La analítica prescriptiva es una forma de análisis empresarial que sugiere opciones de decisión sobre cómo aprovechar una oportunidad futura o mitigar un riesgo futuro, y muestra las implicaciones de cada opción de decisión. Permite a una empresa considerar "el mejor curso de acción a tomar" a la luz de la información derivada de la analítica descriptiva y predictiva . [1]

Descripción general

La analítica prescriptiva es la tercera y última fase de la analítica empresarial, que también incluye la analítica descriptiva y predictiva. [2] [3] Conocida como la "última frontera de las capacidades analíticas", [4] la analítica prescriptiva implica la aplicación de las ciencias matemáticas y computacionales y sugiere opciones de decisión sobre cómo aprovechar los resultados de las fases descriptiva y predictiva.

La primera etapa del análisis empresarial es el análisis descriptivo, que todavía representa la mayoría de los análisis empresariales actuales. [5] El análisis descriptivo analiza el rendimiento pasado y lo comprende extrayendo datos históricos para buscar las razones detrás del éxito o el fracaso pasados. La mayoría de los informes de gestión, como los de ventas , marketing , operaciones y finanzas , utilizan este tipo de análisis post mortem.

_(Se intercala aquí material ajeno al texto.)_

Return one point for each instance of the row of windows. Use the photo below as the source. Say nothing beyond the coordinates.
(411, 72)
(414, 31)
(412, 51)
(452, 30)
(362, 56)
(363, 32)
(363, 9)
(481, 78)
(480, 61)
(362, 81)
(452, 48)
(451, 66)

El análisis prescriptivo se extiende más allá del análisis predictivo al especificar tanto las acciones necesarias para lograr los resultados previstos como los efectos interrelacionados de cada decisión.

La siguiente fase es el análisis predictivo. El análisis predictivo responde a la pregunta de qué es probable que suceda. Aquí es donde los datos históricos se combinan con reglas, algoritmos y, ocasionalmente, datos externos para determinar el resultado futuro probable de un evento o la probabilidad de que ocurra una situación.

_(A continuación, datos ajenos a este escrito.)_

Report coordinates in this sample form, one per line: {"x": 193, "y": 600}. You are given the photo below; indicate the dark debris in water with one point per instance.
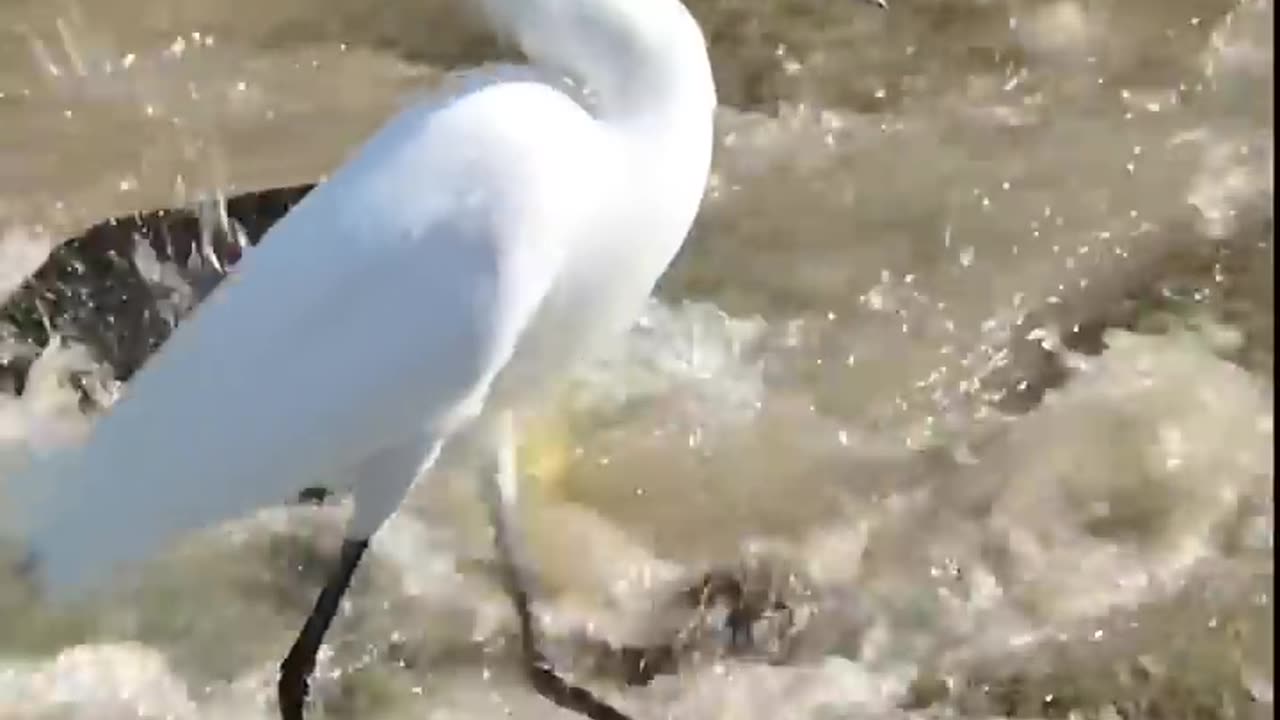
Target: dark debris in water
{"x": 96, "y": 288}
{"x": 755, "y": 610}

La fase final es el análisis prescriptivo, [6] que va más allá de predecir resultados futuros, sino que también sugiere acciones para beneficiarse de las predicciones y muestra las implicaciones de cada opción de decisión. [7]

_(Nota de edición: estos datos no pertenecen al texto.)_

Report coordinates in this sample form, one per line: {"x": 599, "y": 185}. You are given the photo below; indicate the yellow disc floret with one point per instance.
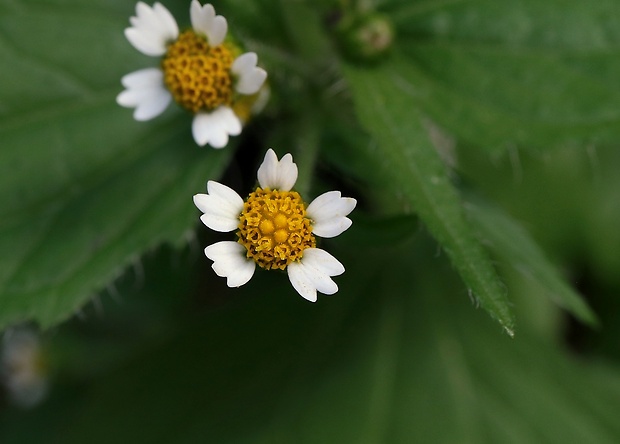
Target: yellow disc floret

La analítica prescriptiva utiliza algoritmos y modelos de aprendizaje automático para simular diversos escenarios y predecir los resultados probables de diferentes decisiones. [8] Luego sugiere el mejor curso de acción en función del resultado deseado y las limitaciones de la situación. La analítica prescriptiva no solo anticipa lo que sucederá y cuándo sucederá, sino también por qué sucederá. [8] Además, la analítica prescriptiva sugiere opciones de decisión sobre cómo aprovechar una oportunidad futura o mitigar un riesgo futuro y muestra la implicación de cada opción de decisión. La analítica prescriptiva incorpora datos estructurados y no estructurados , y utiliza una combinación de técnicas y disciplinas analíticas avanzadas para predecir, prescribir y adaptar. Puede tomar continuamente nuevos datos para volver a predecir y prescribir, mejorando así automáticamente la precisión de la predicción y prescribiendo mejores opciones de decisión. La analítica prescriptiva eficaz utiliza datos híbridos, una combinación de datos estructurados (números, categorías) y no estructurados (videos, imágenes, sonidos, textos) y reglas comerciales para predecir lo que se avecina y prescribir cómo aprovechar este futuro predicho sin comprometer otras prioridades. [9] Basu sugiere que sin una entrada de datos híbrida, los beneficios del análisis prescriptivo son limitados. [1] [a]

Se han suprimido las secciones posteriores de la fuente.